In our oatmeal test 2021 we show you how to prepare oatmeal and spice it up with delicious toppings. We also give you an overview of the respective advantages of large-sheet, small-sheet and melted oat flakes to help you decide what to buy. We also provide you with tips and tricks about oatmeal that are especially interesting for vegans and people with gluten or lactose intolerance. Of course, we also explain how to make oatmeal and why it plays an important role in bodybuilding.




Summary

  • Oatmeal is the breakfast classic par excellence. Easy to prepare and easy to store in a fresh-keeping tin, they are above all very versatile and a real energy package.
  • Before buying, you should not only pay attention to the package size and price, but also to the ingredients. This is especially important for people with allergies.
  • Oat flakes are very good before sports, but also for diets. They are easy to make yourself with a flake crusher and are even healthier.
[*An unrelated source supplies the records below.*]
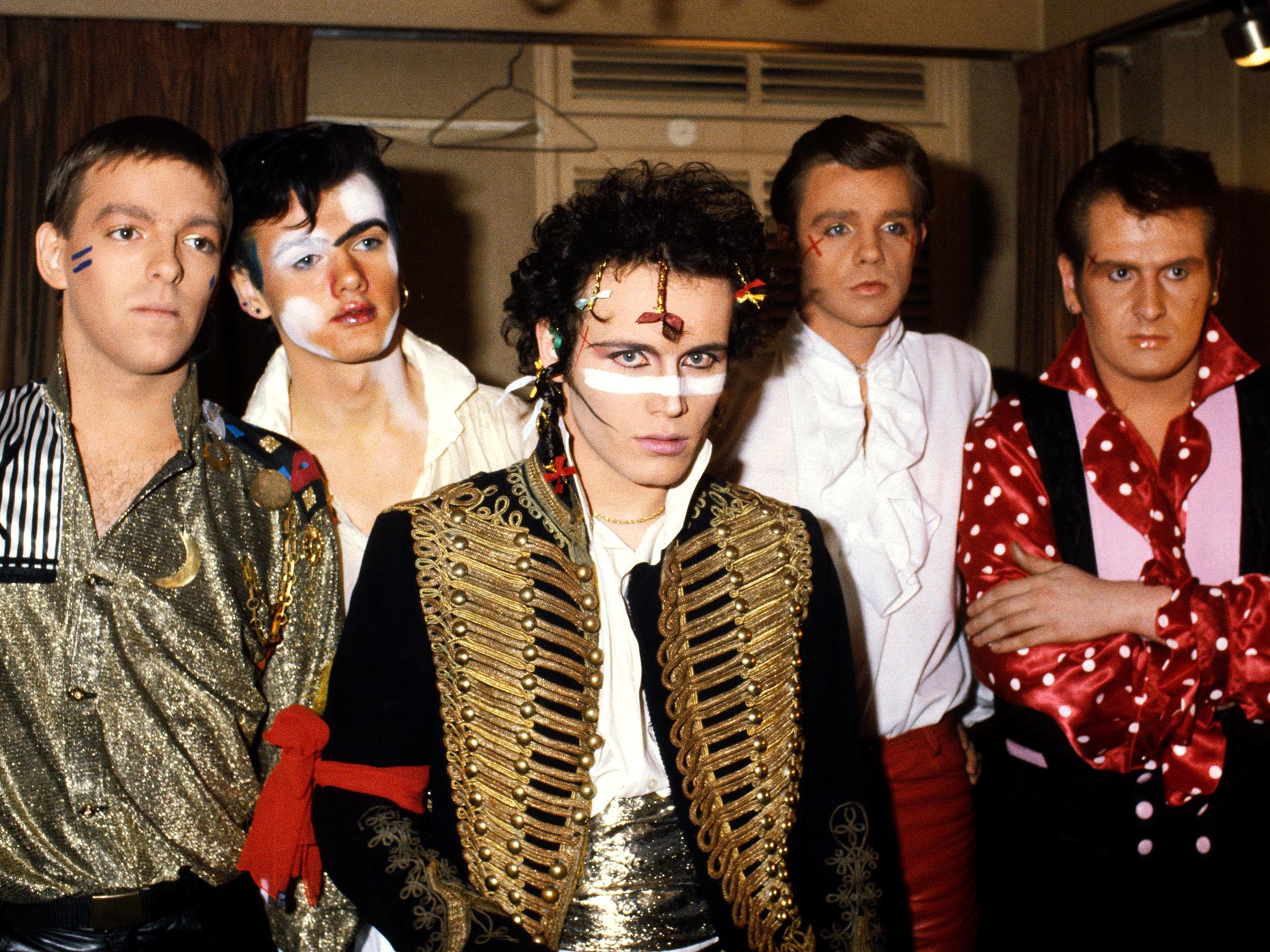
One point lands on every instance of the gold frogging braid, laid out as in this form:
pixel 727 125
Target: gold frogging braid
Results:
pixel 512 622
pixel 732 674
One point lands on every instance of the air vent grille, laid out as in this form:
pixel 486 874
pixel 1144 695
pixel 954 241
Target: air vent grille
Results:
pixel 798 81
pixel 602 74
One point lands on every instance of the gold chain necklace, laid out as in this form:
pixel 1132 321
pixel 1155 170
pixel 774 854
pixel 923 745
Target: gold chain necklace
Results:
pixel 629 522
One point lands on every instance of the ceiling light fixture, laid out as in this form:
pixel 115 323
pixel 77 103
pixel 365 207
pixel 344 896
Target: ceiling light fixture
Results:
pixel 1249 35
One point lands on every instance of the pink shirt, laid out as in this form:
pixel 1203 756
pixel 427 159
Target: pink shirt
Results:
pixel 1212 509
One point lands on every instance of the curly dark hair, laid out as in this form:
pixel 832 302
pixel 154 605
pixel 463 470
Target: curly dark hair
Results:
pixel 691 218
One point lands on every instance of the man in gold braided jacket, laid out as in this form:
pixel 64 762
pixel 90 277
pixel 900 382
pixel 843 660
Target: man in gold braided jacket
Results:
pixel 631 683
pixel 168 576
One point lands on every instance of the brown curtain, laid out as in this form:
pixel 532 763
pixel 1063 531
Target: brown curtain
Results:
pixel 1053 145
pixel 60 77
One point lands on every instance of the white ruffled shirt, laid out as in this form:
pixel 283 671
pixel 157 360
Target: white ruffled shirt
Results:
pixel 629 764
pixel 468 432
pixel 888 508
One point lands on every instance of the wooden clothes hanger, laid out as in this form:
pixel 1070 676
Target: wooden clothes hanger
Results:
pixel 500 143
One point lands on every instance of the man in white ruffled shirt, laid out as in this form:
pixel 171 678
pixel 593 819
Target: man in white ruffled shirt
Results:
pixel 861 421
pixel 388 415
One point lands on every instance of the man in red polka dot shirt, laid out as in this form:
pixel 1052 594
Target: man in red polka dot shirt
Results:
pixel 1113 536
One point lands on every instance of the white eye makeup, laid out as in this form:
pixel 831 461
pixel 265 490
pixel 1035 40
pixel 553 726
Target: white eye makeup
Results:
pixel 668 385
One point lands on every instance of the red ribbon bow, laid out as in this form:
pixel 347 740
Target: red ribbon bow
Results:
pixel 672 325
pixel 557 472
pixel 281 844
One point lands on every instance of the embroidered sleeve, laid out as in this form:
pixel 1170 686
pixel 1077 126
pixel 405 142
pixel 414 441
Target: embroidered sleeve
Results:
pixel 1122 701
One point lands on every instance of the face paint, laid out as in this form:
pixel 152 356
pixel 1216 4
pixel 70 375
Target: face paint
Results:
pixel 303 320
pixel 670 385
pixel 361 201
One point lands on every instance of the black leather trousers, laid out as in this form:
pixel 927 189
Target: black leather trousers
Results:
pixel 226 919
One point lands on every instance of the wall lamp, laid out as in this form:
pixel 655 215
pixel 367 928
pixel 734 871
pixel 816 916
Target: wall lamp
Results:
pixel 1248 38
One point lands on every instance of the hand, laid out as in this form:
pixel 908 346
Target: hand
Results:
pixel 1057 604
pixel 973 764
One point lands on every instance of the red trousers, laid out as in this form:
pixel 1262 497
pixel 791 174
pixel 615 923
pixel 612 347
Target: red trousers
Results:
pixel 934 816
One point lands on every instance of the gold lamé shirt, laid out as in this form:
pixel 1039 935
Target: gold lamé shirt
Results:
pixel 130 712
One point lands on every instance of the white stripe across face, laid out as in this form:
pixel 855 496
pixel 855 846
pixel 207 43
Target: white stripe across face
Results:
pixel 668 385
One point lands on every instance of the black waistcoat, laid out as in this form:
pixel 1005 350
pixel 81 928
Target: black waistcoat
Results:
pixel 1048 415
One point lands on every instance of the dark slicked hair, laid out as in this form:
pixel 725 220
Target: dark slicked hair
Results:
pixel 139 138
pixel 1150 179
pixel 691 218
pixel 858 144
pixel 267 168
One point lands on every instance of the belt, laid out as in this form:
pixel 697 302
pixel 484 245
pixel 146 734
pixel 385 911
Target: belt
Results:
pixel 118 909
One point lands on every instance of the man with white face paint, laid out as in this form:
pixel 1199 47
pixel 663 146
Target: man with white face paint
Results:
pixel 386 414
pixel 626 677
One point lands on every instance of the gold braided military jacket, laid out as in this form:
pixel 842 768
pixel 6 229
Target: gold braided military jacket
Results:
pixel 138 671
pixel 471 648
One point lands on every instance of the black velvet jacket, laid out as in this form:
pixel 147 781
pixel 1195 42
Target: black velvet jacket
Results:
pixel 471 646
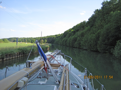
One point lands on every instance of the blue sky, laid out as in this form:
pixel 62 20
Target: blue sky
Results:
pixel 27 18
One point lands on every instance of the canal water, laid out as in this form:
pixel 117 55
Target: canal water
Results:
pixel 104 67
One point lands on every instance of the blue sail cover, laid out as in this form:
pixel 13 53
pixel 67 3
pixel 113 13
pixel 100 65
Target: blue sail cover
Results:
pixel 41 51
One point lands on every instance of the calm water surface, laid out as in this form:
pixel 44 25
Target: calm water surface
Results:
pixel 104 65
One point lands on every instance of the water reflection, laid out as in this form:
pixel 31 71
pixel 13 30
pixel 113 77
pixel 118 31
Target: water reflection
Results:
pixel 104 65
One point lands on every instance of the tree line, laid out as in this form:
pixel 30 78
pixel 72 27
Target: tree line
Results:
pixel 102 31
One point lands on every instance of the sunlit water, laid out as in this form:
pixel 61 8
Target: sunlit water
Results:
pixel 104 65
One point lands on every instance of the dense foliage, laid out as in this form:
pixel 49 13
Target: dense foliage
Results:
pixel 100 33
pixel 47 39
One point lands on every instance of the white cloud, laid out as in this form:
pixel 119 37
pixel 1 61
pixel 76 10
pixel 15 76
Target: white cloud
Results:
pixel 82 13
pixel 12 30
pixel 22 25
pixel 16 11
pixel 2 7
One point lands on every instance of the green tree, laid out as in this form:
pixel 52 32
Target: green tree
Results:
pixel 1 41
pixel 5 40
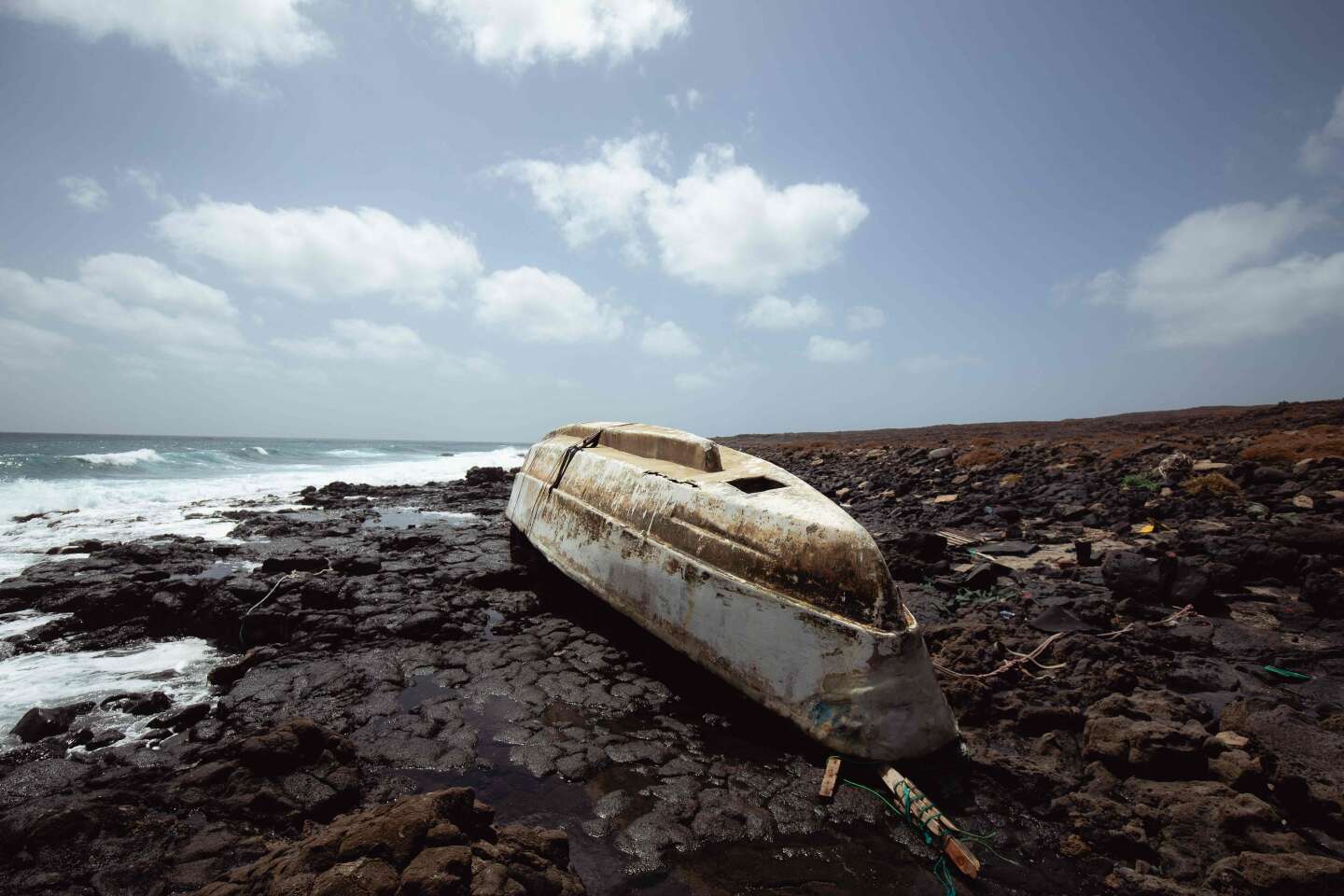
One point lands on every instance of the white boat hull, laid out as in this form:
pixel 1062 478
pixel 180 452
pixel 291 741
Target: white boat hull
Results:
pixel 855 688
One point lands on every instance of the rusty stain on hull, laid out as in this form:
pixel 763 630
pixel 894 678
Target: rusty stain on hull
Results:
pixel 746 569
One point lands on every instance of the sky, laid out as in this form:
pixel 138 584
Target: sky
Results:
pixel 469 219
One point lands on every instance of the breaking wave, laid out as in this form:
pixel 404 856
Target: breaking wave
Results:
pixel 121 458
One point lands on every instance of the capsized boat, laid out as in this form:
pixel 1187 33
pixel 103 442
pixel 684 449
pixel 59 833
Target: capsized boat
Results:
pixel 745 568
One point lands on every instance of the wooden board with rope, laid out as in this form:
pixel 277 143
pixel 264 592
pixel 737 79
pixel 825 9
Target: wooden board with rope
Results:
pixel 925 814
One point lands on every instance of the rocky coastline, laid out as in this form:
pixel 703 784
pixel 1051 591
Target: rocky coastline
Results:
pixel 408 702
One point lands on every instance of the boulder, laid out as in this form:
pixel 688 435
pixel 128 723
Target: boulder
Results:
pixel 39 723
pixel 1133 575
pixel 1277 874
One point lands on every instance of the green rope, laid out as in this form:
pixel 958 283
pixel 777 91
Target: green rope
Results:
pixel 943 871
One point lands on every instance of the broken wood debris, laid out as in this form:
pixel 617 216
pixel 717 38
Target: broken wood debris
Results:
pixel 922 813
pixel 830 778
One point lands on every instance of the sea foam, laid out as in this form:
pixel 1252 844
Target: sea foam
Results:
pixel 119 510
pixel 121 458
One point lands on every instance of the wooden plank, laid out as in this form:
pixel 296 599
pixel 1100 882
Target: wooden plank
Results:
pixel 910 798
pixel 830 778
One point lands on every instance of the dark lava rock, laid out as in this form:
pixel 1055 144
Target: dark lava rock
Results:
pixel 1323 538
pixel 429 846
pixel 487 474
pixel 139 704
pixel 39 723
pixel 1269 476
pixel 183 719
pixel 295 563
pixel 1133 575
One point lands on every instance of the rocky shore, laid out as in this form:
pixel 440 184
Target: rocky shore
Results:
pixel 410 703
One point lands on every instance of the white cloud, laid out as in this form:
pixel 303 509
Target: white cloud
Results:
pixel 723 226
pixel 148 282
pixel 542 306
pixel 24 347
pixel 604 196
pixel 836 351
pixel 720 226
pixel 691 100
pixel 327 253
pixel 861 317
pixel 85 192
pixel 666 340
pixel 937 363
pixel 355 339
pixel 772 312
pixel 360 340
pixel 131 296
pixel 1324 149
pixel 223 42
pixel 1226 274
pixel 518 34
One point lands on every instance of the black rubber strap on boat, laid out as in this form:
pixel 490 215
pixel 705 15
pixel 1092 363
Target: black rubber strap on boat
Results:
pixel 571 450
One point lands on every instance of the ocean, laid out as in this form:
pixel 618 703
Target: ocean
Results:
pixel 55 489
pixel 115 488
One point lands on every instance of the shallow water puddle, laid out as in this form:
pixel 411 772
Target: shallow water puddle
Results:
pixel 409 517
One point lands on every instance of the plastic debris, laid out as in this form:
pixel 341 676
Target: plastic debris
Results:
pixel 1286 673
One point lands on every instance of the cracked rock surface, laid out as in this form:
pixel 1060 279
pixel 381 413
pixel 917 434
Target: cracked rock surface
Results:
pixel 406 648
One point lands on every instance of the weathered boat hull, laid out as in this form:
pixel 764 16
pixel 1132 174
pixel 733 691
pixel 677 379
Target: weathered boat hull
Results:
pixel 855 688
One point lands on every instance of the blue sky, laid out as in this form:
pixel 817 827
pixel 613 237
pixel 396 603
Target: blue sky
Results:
pixel 455 219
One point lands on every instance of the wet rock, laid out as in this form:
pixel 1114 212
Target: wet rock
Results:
pixel 1281 875
pixel 139 704
pixel 487 474
pixel 1144 734
pixel 183 719
pixel 399 849
pixel 295 563
pixel 39 723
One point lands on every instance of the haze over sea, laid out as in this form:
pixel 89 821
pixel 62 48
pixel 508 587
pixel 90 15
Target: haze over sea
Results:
pixel 115 488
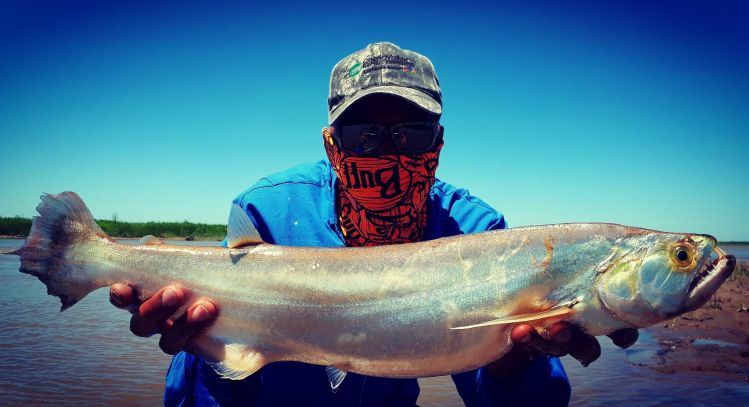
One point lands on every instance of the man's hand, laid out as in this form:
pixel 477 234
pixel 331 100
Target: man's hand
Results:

The Best Oatmeal: Our Choices

Guide: Questions you should ask yourself before buying oat flakes

Are oat flakes healthy?

Oats are considered one of the healthiest cereals. It is low in gluten, but at the same time richer in nutrients than other grains. The high biotin content is good for skin and hair, as well as the nervous system. In addition, oats contain a lot of magnesium, iron, vitamins and protein.

Can you lose weight with oatmeal?

Oatmeal produces a high feeling of energy and lasting satiety due to its complex carbohydrates. Due to the combination of energy-giving ingredients, they are well suited for a mono-diet. Depending on the type of idea, however, you also have to make sure that you have a sufficient supply of nutrients so that your body does not suffer from any deficiency symptoms. If this is still not the case through a balanced diet, one can resort to food supplements.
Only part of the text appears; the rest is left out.